Contact Us

Over 35,000 take to German streets to protest COVID restrictions

DPA WORLD
Published January 04,2022
Subscribe
More than 35,000 people attended protests against Germany's coronavirus restrictions on Monday, in the latest scenes of anger at the government's pandemic response.

While many of the protests were registered with authorities beforehand, which is necessary under German law, other gatherings were unauthorized and therefore illegal.

In Mecklenburg-Vorpommern, police said almost 12,000 people took part in protests in some 20 different towns and cities. The north-eastern state has been a focal point of the demonstrations in recent weeks.

In the state of Thuringia, police said more than 16,000 people had taken part in various unauthorized coronavirus protests. Protests were peaceful barring some small scuffles.

In Saxony Anhalt, some 2,500 people had gathered in the city of Magdeburg for an unregistered protest.

Protesters clashed with police in Magdeburg, with authorities saying people had broken through cordons and thrown bottles and pyrotechnics at officers. No police officers were initially reported injured.

Several thousand people took to the streets in illegal protests across the eastern state of Saxony.

Police said 14 officers were injured in attacks by protesters in the town of Lichtenstein in Saxony, and that police used pepper spray in the clashes.

"One person tried to take an officer's service weapon and another officer was bitten by a participant in the gathering," according to the police department. Charges were filed against 40 people for violent offences.

In Bavaria, around 4,200 people joined a march in Nuremberg - double the expected number - while around 2,150 attended an unregistered gathering in Bamberg, around 900 people gathered in the city of Ansbach and around 800 in the city of Bayreuth.

In many parts of the state, municipalities had banned protest events or threatened people with fines for unauthorized protest.

Baden-Württemberg, a state in south-west Germany, saw several thousand people turn out for protests, including around 2,000 in Friedrichshafen on the shores of Lake Constance in an event organized spontaneously on social media.
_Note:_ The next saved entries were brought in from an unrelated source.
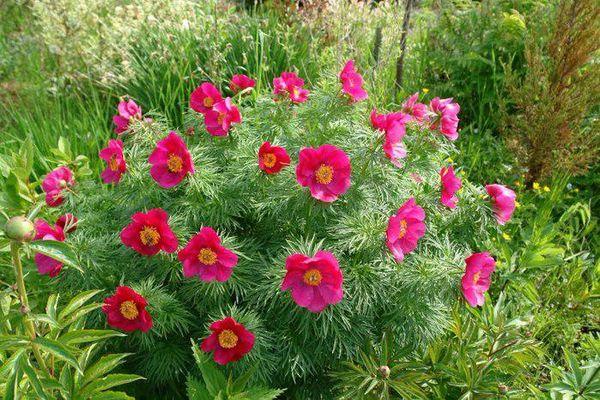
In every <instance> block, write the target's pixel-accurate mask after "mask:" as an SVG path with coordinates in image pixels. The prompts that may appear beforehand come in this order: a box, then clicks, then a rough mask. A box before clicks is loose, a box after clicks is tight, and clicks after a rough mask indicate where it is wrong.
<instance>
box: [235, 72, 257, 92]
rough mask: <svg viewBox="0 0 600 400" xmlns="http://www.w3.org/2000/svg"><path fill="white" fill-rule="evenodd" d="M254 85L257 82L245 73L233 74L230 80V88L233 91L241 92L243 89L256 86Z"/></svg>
mask: <svg viewBox="0 0 600 400" xmlns="http://www.w3.org/2000/svg"><path fill="white" fill-rule="evenodd" d="M254 86H256V82H255V81H254V79H251V78H250V77H248V76H246V75H244V74H239V75H234V76H232V77H231V82H229V89H230V90H231V91H232V92H233V93H238V92H241V91H242V90H245V89H248V88H249V87H254Z"/></svg>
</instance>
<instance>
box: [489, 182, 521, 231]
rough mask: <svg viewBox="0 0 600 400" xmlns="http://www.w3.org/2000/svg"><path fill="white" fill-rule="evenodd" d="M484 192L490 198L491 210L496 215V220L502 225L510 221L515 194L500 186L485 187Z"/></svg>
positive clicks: (503, 224) (514, 202)
mask: <svg viewBox="0 0 600 400" xmlns="http://www.w3.org/2000/svg"><path fill="white" fill-rule="evenodd" d="M485 190H486V191H487V192H488V194H489V195H490V196H491V197H492V208H493V209H494V214H496V220H497V221H498V223H499V224H500V225H504V224H505V223H507V222H508V221H509V220H510V217H511V216H512V213H513V212H514V211H515V199H516V197H517V195H516V194H515V192H513V191H512V190H510V189H509V188H507V187H506V186H502V185H496V184H495V185H487V186H486V187H485Z"/></svg>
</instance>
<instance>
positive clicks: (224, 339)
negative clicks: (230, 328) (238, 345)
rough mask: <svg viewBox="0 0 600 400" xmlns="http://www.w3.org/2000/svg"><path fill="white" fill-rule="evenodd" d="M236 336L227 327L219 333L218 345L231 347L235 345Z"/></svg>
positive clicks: (225, 346) (233, 347)
mask: <svg viewBox="0 0 600 400" xmlns="http://www.w3.org/2000/svg"><path fill="white" fill-rule="evenodd" d="M237 342H238V337H237V335H236V334H235V333H233V331H231V330H229V329H225V330H223V331H222V332H221V333H219V345H220V346H221V347H222V348H224V349H232V348H234V347H235V346H236V345H237Z"/></svg>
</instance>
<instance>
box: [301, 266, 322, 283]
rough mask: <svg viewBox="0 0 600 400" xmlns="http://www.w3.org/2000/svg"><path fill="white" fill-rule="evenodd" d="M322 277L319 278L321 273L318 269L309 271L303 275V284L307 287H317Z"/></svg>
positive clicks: (304, 273) (312, 269)
mask: <svg viewBox="0 0 600 400" xmlns="http://www.w3.org/2000/svg"><path fill="white" fill-rule="evenodd" d="M322 279H323V276H321V272H320V271H319V270H318V269H314V268H313V269H309V270H308V271H306V272H305V273H304V283H306V284H307V285H308V286H319V284H320V283H321V280H322Z"/></svg>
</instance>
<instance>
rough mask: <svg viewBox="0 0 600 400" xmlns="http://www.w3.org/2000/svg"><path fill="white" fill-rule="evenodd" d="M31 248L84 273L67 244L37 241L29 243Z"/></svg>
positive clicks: (39, 252) (52, 242)
mask: <svg viewBox="0 0 600 400" xmlns="http://www.w3.org/2000/svg"><path fill="white" fill-rule="evenodd" d="M29 248H30V249H31V250H32V251H35V252H36V253H41V254H43V255H46V256H48V257H51V258H53V259H55V260H56V261H60V262H61V263H63V264H65V265H68V266H69V267H73V268H75V269H77V270H79V271H81V272H83V270H82V269H81V268H79V265H77V260H76V257H75V253H74V252H73V249H71V246H69V245H68V244H66V243H65V242H59V241H58V240H36V241H34V242H31V243H29Z"/></svg>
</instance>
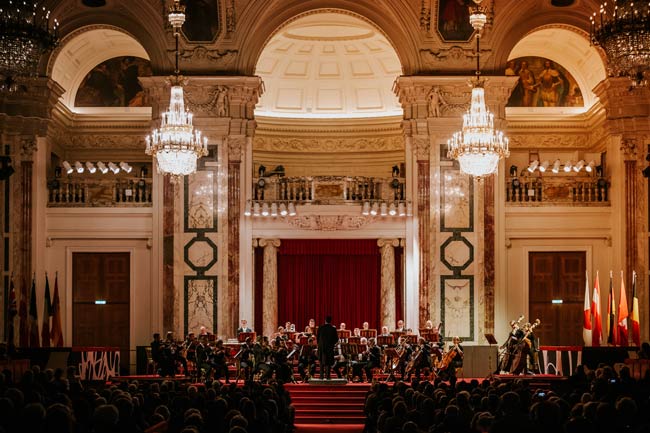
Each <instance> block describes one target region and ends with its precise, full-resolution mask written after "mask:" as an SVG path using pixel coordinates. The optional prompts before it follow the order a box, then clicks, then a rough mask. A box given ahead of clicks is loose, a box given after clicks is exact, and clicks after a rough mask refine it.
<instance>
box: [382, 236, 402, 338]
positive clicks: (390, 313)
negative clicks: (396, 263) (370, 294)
mask: <svg viewBox="0 0 650 433" xmlns="http://www.w3.org/2000/svg"><path fill="white" fill-rule="evenodd" d="M377 245H378V246H379V248H380V251H381V294H380V296H379V299H380V314H381V321H380V323H379V326H384V325H385V326H388V328H389V329H393V328H394V327H395V324H396V323H397V317H395V247H398V246H399V239H379V240H377Z"/></svg>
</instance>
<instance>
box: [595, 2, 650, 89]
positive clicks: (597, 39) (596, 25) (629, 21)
mask: <svg viewBox="0 0 650 433" xmlns="http://www.w3.org/2000/svg"><path fill="white" fill-rule="evenodd" d="M590 20H591V32H590V34H591V41H592V43H593V44H594V45H600V46H601V47H602V48H603V50H605V54H606V55H607V60H608V67H609V73H610V74H611V75H614V76H628V77H630V79H632V83H633V85H634V86H638V85H645V84H647V77H646V74H647V73H648V72H649V71H650V5H649V4H648V2H647V1H645V2H641V1H637V2H634V1H631V0H612V1H610V2H605V3H603V4H601V5H600V9H599V11H598V13H596V12H594V13H593V15H592V16H591V17H590Z"/></svg>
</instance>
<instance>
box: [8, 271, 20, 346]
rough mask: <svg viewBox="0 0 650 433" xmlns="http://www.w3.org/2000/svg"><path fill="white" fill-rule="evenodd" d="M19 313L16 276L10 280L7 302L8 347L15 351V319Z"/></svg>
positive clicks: (9, 281) (12, 275)
mask: <svg viewBox="0 0 650 433" xmlns="http://www.w3.org/2000/svg"><path fill="white" fill-rule="evenodd" d="M17 315H18V306H17V305H16V287H15V286H14V276H13V275H12V276H11V279H10V280H9V302H8V304H7V317H8V319H9V320H7V348H8V349H9V352H10V353H11V352H13V351H14V349H15V347H16V337H15V334H16V327H15V325H14V319H15V317H16V316H17Z"/></svg>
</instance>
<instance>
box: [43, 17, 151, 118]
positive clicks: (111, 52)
mask: <svg viewBox="0 0 650 433" xmlns="http://www.w3.org/2000/svg"><path fill="white" fill-rule="evenodd" d="M120 56H135V57H141V58H144V59H147V60H149V55H148V54H147V52H146V51H145V49H144V48H143V47H142V45H140V43H139V42H138V41H137V40H136V39H135V38H134V37H133V36H131V35H130V34H128V33H126V32H124V31H122V30H120V29H117V28H115V27H109V26H93V27H90V28H86V29H82V30H81V31H78V32H76V33H74V34H73V35H71V36H70V37H69V39H68V40H64V41H63V42H62V46H61V48H59V49H58V50H57V53H56V57H55V58H54V61H53V64H52V68H51V70H52V73H51V76H52V79H53V80H54V81H56V82H57V83H59V85H61V86H62V87H63V88H64V89H65V93H64V94H63V96H62V97H61V100H62V102H63V104H64V105H65V106H66V107H68V108H69V109H70V110H71V111H73V112H75V113H98V112H101V113H107V112H118V113H119V112H121V113H124V112H150V111H151V109H150V108H148V107H124V108H123V107H83V108H81V107H79V108H77V107H75V106H74V100H75V96H76V94H77V90H78V89H79V86H80V85H81V82H82V81H83V79H84V77H85V76H86V74H88V72H90V71H91V70H92V68H94V67H95V66H97V65H98V64H100V63H102V62H104V61H106V60H108V59H112V58H114V57H120Z"/></svg>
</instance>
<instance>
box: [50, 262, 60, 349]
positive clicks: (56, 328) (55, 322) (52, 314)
mask: <svg viewBox="0 0 650 433" xmlns="http://www.w3.org/2000/svg"><path fill="white" fill-rule="evenodd" d="M51 337H52V347H63V330H62V329H61V304H60V301H59V275H58V274H57V275H55V277H54V297H53V298H52V332H51Z"/></svg>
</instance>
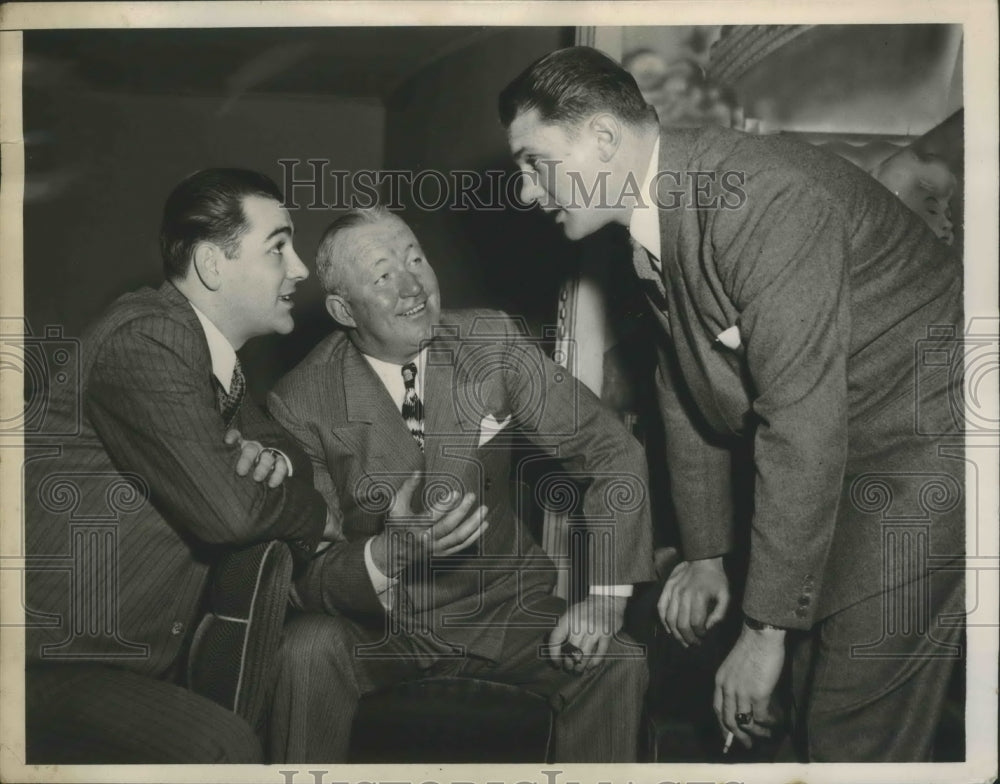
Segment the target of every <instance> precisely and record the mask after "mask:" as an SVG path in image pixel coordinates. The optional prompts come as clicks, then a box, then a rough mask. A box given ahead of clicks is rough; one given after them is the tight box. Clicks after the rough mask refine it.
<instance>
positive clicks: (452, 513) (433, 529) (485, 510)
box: [372, 472, 490, 577]
mask: <svg viewBox="0 0 1000 784" xmlns="http://www.w3.org/2000/svg"><path fill="white" fill-rule="evenodd" d="M419 483H420V472H416V473H414V474H413V476H411V477H410V478H409V479H407V480H406V481H405V482H403V485H402V486H401V487H400V488H399V491H398V492H397V493H396V498H395V499H394V501H393V504H392V509H391V510H390V511H389V515H388V518H387V519H386V530H385V531H383V532H382V533H380V534H379V535H378V536H376V537H375V540H374V541H373V542H372V559H373V560H374V561H375V565H376V566H377V567H378V568H379V571H381V572H382V573H383V574H385V575H388V576H389V577H395V576H396V575H397V574H399V572H401V571H402V570H403V569H405V568H406V567H407V566H409V565H410V564H411V563H413V562H414V561H416V560H418V559H421V558H429V557H431V556H435V555H437V556H443V555H453V554H454V553H457V552H459V551H461V550H464V549H465V548H466V547H468V546H469V545H471V544H472V543H473V542H475V541H476V540H477V539H478V538H479V537H480V536H482V535H483V533H484V532H485V531H486V529H487V528H488V527H489V525H490V524H489V522H488V521H487V519H486V513H487V512H488V511H489V510H488V509H487V508H486V507H485V506H479V507H476V505H475V504H476V496H475V495H474V494H473V493H466V494H465V495H464V496H460V495H459V494H458V493H455V492H450V493H449V494H448V495H447V496H445V497H444V498H442V499H440V500H439V501H438V502H437V503H435V504H434V505H432V506H431V507H430V508H429V509H428V510H427V513H426V514H423V515H419V516H418V515H416V514H414V512H413V493H414V491H415V490H416V487H417V485H418V484H419ZM390 540H391V542H392V547H390Z"/></svg>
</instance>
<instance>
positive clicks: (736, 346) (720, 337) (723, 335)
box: [715, 324, 741, 349]
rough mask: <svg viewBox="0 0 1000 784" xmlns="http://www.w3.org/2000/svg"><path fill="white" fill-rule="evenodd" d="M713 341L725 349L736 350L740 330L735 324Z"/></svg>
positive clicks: (724, 330) (739, 328)
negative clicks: (731, 349)
mask: <svg viewBox="0 0 1000 784" xmlns="http://www.w3.org/2000/svg"><path fill="white" fill-rule="evenodd" d="M715 339H716V340H717V341H719V342H720V343H721V344H722V345H723V346H725V347H726V348H731V349H737V348H739V347H740V345H741V344H740V328H739V327H737V326H736V325H735V324H734V325H733V326H731V327H730V328H729V329H726V330H723V331H722V332H720V333H719V334H718V335H716V336H715Z"/></svg>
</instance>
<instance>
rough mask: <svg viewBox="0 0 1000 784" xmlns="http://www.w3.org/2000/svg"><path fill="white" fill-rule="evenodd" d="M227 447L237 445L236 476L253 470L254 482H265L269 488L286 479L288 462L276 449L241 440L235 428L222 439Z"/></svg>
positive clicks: (284, 457)
mask: <svg viewBox="0 0 1000 784" xmlns="http://www.w3.org/2000/svg"><path fill="white" fill-rule="evenodd" d="M223 440H224V441H225V442H226V444H227V445H229V446H233V445H234V444H236V445H238V446H239V448H240V456H239V458H238V459H237V461H236V475H237V476H246V475H247V474H248V473H250V469H253V479H254V481H255V482H263V481H265V480H266V481H267V486H268V487H270V488H272V489H273V488H275V487H278V485H280V484H281V483H282V482H284V481H285V479H286V478H287V477H288V468H289V466H288V461H287V460H285V457H284V455H282V454H281V452H279V451H278V450H276V449H273V448H271V447H266V446H264V445H263V444H262V443H260V441H251V440H247V439H245V438H243V436H242V434H241V433H240V431H239V430H237V429H236V428H235V427H234V428H230V429H229V430H228V431H226V435H225V437H224V439H223Z"/></svg>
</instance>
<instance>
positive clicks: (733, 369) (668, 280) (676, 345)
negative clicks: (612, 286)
mask: <svg viewBox="0 0 1000 784" xmlns="http://www.w3.org/2000/svg"><path fill="white" fill-rule="evenodd" d="M699 133H700V132H698V131H691V130H685V129H678V130H675V131H669V132H666V133H661V134H660V161H659V164H660V170H661V171H688V170H690V169H692V168H696V167H693V166H691V165H690V161H691V156H692V154H693V151H694V149H695V148H696V147H697V145H698V144H699V142H698V139H699V138H700V136H699ZM660 182H661V185H662V184H663V182H664V180H663V179H661V181H660ZM666 182H667V183H668V184H671V186H673V185H674V183H672V181H671V180H670V179H669V178H666ZM660 196H661V201H662V203H664V204H670V203H672V202H670V201H663V197H664V194H661V195H660ZM658 216H659V219H660V253H661V263H662V265H663V280H664V282H665V284H666V285H665V287H664V290H663V294H664V298H665V303H666V304H665V308H657V310H655V311H654V312H655V315H656V316H657V320H658V321H659V322H660V324H661V326H662V327H663V329H664V330H665V331H666V332H667V334H668V335H669V336H671V337H672V338H673V342H674V346H675V348H676V351H677V359H678V362H679V363H680V366H681V372H682V373H683V376H684V380H685V382H686V383H687V385H688V386H689V387H690V388H691V391H692V393H693V396H694V398H695V400H696V402H697V406H698V408H699V409H700V410H701V412H702V414H703V415H704V417H705V419H706V420H708V422H709V424H711V426H712V427H713V428H714V429H715V430H717V431H719V432H727V431H729V432H734V433H739V432H741V431H742V429H743V427H744V422H743V413H744V412H745V411H746V409H747V404H748V399H747V392H746V387H745V384H746V381H745V379H744V377H743V376H744V373H745V363H744V362H743V361H742V354H741V353H734V352H733V351H731V350H729V349H726V348H725V347H724V346H722V345H721V344H719V343H717V342H716V340H715V336H716V335H717V334H718V333H720V332H721V331H722V330H724V329H726V328H728V327H730V326H732V324H733V321H732V319H735V318H736V315H737V314H736V313H735V308H732V307H731V306H730V309H731V310H732V311H733V314H732V316H730V315H729V314H726V313H724V312H723V310H724V309H723V308H722V306H721V304H720V300H722V299H724V300H725V301H727V302H728V298H725V295H724V294H723V293H722V292H721V291H715V290H713V289H712V286H711V284H710V282H709V281H708V280H707V279H706V278H705V273H704V271H703V270H702V268H701V263H702V262H703V259H702V258H701V256H700V254H701V253H702V252H703V251H702V249H701V248H700V247H697V246H694V245H693V244H692V242H693V241H692V240H691V239H690V237H689V236H688V235H690V236H694V235H697V236H698V237H700V232H699V231H690V232H688V234H686V233H685V229H686V228H688V229H690V226H689V225H688V224H687V223H685V221H686V220H690V219H692V218H693V217H694V213H692V212H691V211H690V210H686V209H684V208H683V206H680V205H679V206H675V207H674V208H673V209H660V210H659V211H658ZM685 254H686V255H685ZM647 255H648V254H647ZM636 256H638V254H636ZM634 263H635V264H636V265H637V271H638V264H639V261H638V259H636V260H635V261H634ZM647 264H648V261H647ZM640 276H641V275H640ZM647 294H649V292H648V291H647ZM650 302H651V303H653V304H654V306H655V300H654V299H653V297H652V296H651V295H650ZM664 309H665V310H666V312H661V311H662V310H664Z"/></svg>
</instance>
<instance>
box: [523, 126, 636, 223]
mask: <svg viewBox="0 0 1000 784" xmlns="http://www.w3.org/2000/svg"><path fill="white" fill-rule="evenodd" d="M603 119H604V118H598V119H596V120H592V121H586V122H583V123H580V125H579V126H578V127H577V128H575V129H572V132H571V131H569V130H567V129H566V128H564V127H563V126H562V125H558V124H555V123H544V122H542V120H541V118H540V115H539V113H538V110H537V109H531V110H530V111H526V112H522V113H521V114H519V115H517V117H515V118H514V120H513V122H511V124H510V128H509V129H508V131H507V141H508V143H509V144H510V150H511V154H512V155H513V156H514V162H515V163H516V164H517V165H518V167H519V168H520V169H521V191H520V198H521V201H523V202H524V203H525V204H537V205H538V206H539V207H540V208H541V209H542V211H543V212H545V213H547V214H550V215H552V216H553V218H554V219H555V222H556V223H558V224H560V225H562V227H563V231H564V232H565V233H566V236H567V237H568V238H569V239H571V240H579V239H582V238H583V237H586V236H589V235H590V234H593V233H594V232H595V231H597V230H598V229H600V228H602V227H603V226H606V225H607V224H609V223H611V222H613V221H616V220H618V221H621V215H620V214H619V213H621V212H622V210H621V209H619V208H616V207H614V206H613V205H615V203H616V202H617V201H618V197H619V195H620V193H621V185H620V183H619V182H618V181H617V178H616V176H615V173H614V172H613V171H612V170H611V168H610V167H609V166H608V165H607V163H608V154H607V153H608V142H607V139H608V136H607V134H606V132H605V131H606V129H605V128H604V127H603V125H602V122H603ZM602 182H603V188H602V187H598V185H599V184H600V183H602Z"/></svg>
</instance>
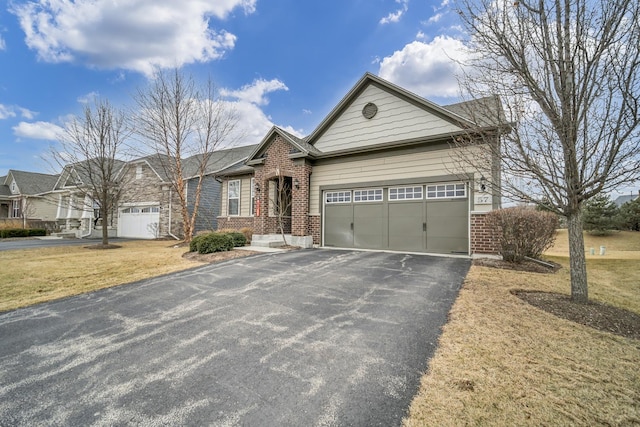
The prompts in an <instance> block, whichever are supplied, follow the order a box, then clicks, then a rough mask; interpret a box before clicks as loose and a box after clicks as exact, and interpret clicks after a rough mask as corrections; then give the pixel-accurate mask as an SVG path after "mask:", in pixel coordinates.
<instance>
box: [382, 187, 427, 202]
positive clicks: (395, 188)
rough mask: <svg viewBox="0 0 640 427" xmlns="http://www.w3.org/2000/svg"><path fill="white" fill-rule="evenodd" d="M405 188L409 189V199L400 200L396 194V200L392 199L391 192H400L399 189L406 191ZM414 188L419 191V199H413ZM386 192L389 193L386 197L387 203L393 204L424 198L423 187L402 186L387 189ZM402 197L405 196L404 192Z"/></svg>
mask: <svg viewBox="0 0 640 427" xmlns="http://www.w3.org/2000/svg"><path fill="white" fill-rule="evenodd" d="M407 188H410V189H411V193H410V194H411V195H412V197H409V198H407V197H405V198H403V199H401V198H399V197H397V195H398V193H396V198H395V199H394V198H392V194H391V190H400V189H403V190H406V189H407ZM416 188H419V189H420V197H413V194H415V191H414V190H415V189H416ZM388 192H389V194H388V196H387V197H388V199H389V201H390V202H394V203H395V202H405V201H407V200H409V201H411V200H424V196H425V193H426V192H425V191H424V185H403V186H401V187H389V190H388ZM404 195H405V196H406V195H407V193H406V191H405V193H404Z"/></svg>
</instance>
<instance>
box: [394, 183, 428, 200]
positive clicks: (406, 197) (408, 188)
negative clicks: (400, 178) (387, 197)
mask: <svg viewBox="0 0 640 427" xmlns="http://www.w3.org/2000/svg"><path fill="white" fill-rule="evenodd" d="M422 198H423V196H422V186H412V187H391V188H389V200H390V201H401V200H422Z"/></svg>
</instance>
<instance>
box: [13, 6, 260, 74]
mask: <svg viewBox="0 0 640 427" xmlns="http://www.w3.org/2000/svg"><path fill="white" fill-rule="evenodd" d="M256 1H257V0H216V1H207V0H191V1H186V2H185V1H175V0H127V1H119V2H118V1H112V0H76V1H74V2H71V1H65V0H37V1H31V2H25V3H21V4H14V5H13V6H12V8H11V12H12V13H14V14H15V15H16V16H17V17H18V19H19V21H20V25H21V27H22V29H23V31H24V32H25V34H26V43H27V45H28V46H29V47H30V48H31V49H33V50H35V51H36V52H37V53H38V56H39V58H40V59H41V60H43V61H47V62H81V63H85V64H87V65H89V66H92V67H97V68H106V69H117V68H121V69H126V70H133V71H137V72H141V73H144V74H146V75H149V76H150V75H152V74H153V71H154V70H155V69H156V68H158V67H160V68H165V67H175V66H178V67H179V66H181V65H183V64H189V63H194V62H207V61H211V60H214V59H218V58H220V57H221V56H223V55H224V54H225V52H226V51H228V50H230V49H232V48H233V47H234V45H235V41H236V36H235V35H233V34H231V33H229V32H227V31H225V30H224V29H218V30H216V29H213V28H211V27H210V26H209V17H211V16H213V17H216V18H218V19H226V18H227V17H228V16H229V14H230V13H231V12H232V11H233V10H235V9H236V8H242V9H243V10H244V13H246V14H248V13H253V12H254V11H255V4H256Z"/></svg>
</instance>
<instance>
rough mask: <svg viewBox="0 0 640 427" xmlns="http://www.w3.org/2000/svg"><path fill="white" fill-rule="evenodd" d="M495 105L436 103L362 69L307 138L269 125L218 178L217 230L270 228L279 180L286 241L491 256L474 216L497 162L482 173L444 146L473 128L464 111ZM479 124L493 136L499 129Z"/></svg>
mask: <svg viewBox="0 0 640 427" xmlns="http://www.w3.org/2000/svg"><path fill="white" fill-rule="evenodd" d="M496 101H497V100H496V99H492V98H485V99H483V100H482V102H479V101H474V103H466V104H456V105H453V106H449V107H441V106H438V105H436V104H434V103H432V102H430V101H427V100H426V99H424V98H421V97H419V96H417V95H415V94H413V93H411V92H408V91H406V90H404V89H402V88H400V87H398V86H396V85H394V84H392V83H389V82H387V81H385V80H383V79H381V78H379V77H377V76H374V75H372V74H369V73H367V74H365V75H364V76H363V77H362V78H361V79H360V80H359V81H358V82H357V84H356V85H355V86H354V87H353V89H351V91H349V93H348V94H347V95H346V96H345V97H344V98H343V99H342V100H341V101H340V103H339V104H338V105H337V106H336V107H335V108H334V109H333V110H332V111H331V112H330V113H329V115H328V116H327V117H326V118H325V119H324V120H323V121H322V122H321V123H320V125H319V126H318V127H317V128H316V129H315V130H314V131H313V132H312V133H311V134H310V135H309V136H307V137H306V138H298V137H296V136H294V135H291V134H290V133H288V132H286V131H284V130H283V129H280V128H278V127H273V128H272V129H271V130H270V131H269V133H268V134H267V135H266V136H265V137H264V139H263V140H262V142H261V143H260V144H259V145H258V146H257V147H256V148H255V149H254V150H253V152H252V153H251V154H250V155H249V157H248V159H247V160H246V161H245V162H244V165H241V166H235V167H234V168H231V169H228V170H226V171H224V172H222V173H220V174H219V175H220V176H221V180H222V184H223V185H222V211H221V215H220V216H219V217H218V228H241V227H251V228H253V230H254V240H260V239H268V238H270V236H272V235H274V234H277V233H278V232H279V231H278V227H277V215H276V207H275V206H274V203H273V200H275V199H276V197H275V189H276V188H277V182H278V180H279V179H284V181H285V182H284V184H285V187H286V188H290V189H291V191H290V192H289V193H288V194H289V195H290V197H291V206H292V207H291V212H290V215H287V216H288V218H287V221H286V223H285V228H286V229H285V233H290V234H291V237H290V240H289V241H288V243H291V244H293V245H298V246H303V247H310V246H312V245H320V246H324V247H341V248H362V249H378V250H399V251H412V252H425V253H442V254H467V255H470V254H473V253H490V252H495V246H493V244H492V243H491V239H490V238H489V237H490V236H489V235H488V231H487V229H486V227H485V221H484V218H485V214H486V213H487V212H488V211H490V210H492V209H495V208H498V207H500V197H499V194H498V193H497V191H496V190H491V192H488V191H487V190H486V188H487V187H486V186H485V185H484V184H485V180H492V182H496V183H499V173H500V172H499V164H498V163H497V162H496V161H495V159H494V162H495V163H496V164H495V165H492V167H491V170H492V174H491V175H492V176H487V177H485V176H482V175H481V174H480V173H478V172H477V171H476V170H474V169H473V168H471V167H470V166H469V165H463V164H461V162H460V161H458V160H457V158H458V155H457V154H459V153H458V152H457V150H461V148H454V144H453V142H454V138H456V137H457V136H468V135H469V129H474V128H476V127H477V125H476V123H473V121H472V120H471V119H470V118H467V117H465V111H469V109H468V108H465V107H473V106H474V105H475V106H476V108H488V106H490V105H491V106H492V107H493V108H496V109H498V108H500V107H499V102H496ZM496 111H498V110H496ZM482 126H484V127H485V128H487V127H489V128H490V129H491V130H493V131H494V132H495V135H496V140H497V138H498V135H499V133H500V128H499V126H497V125H491V124H488V123H483V124H482ZM490 188H495V187H490Z"/></svg>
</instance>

In the German capital Berlin, several hundred people joined a rally in front of the broadcaster ZDF's studio, with "lying press" among the slogans heard shouted in a video tweeted by a Tagesspiegel reporter. Police said there was no violence.

In Brandenburg, the rural state surrounding Berlin, critics of coronavirus restrictions and vaccination requirements turned out in various locations.

In the state capital Potsdam, several hundred people protested, police said. There was also a counter-demonstration, attended by Potsdam Mayor Mike Schubert, but authorities did not give figures on the turnout.

There were some insults hurled, but the atmosphere was mostly peaceful, according to the police.

"You don't have to walk with Reich citizens, right-wing radicals, the Dritter Weg [Third Path], the AfD or other right-wing parties to express your opinion. Your freedom of expression is protected by the state," the mayor said.

He was referring to certain banned far-right groups, as well as the opposition party Alternative for Germany (AfD), which have been accused of capitalizing on the protest movement that has sprung up during the pandemic.

In addition to restrictions on daily life, the focus of many protesters' anger is a planned compulsory vaccination law favoured by Germany's coalition government.

The nation's vaccination rate is just over 71 per cent. Many of those who have already had two jabs are having boosters, but a significant proportion of the population - 25.8 per cent - is not vaccinated at all. This includes children aged 5 and under who are generally not yet eligible.

Unvaccinated individuals already face significant restrictions in daily life across the country, including being barred from many shops and leisure facilities.

Germany's official ethics commission has come out in favour of expanding compulsory vaccination - already in place for health workers - to the rest of the population.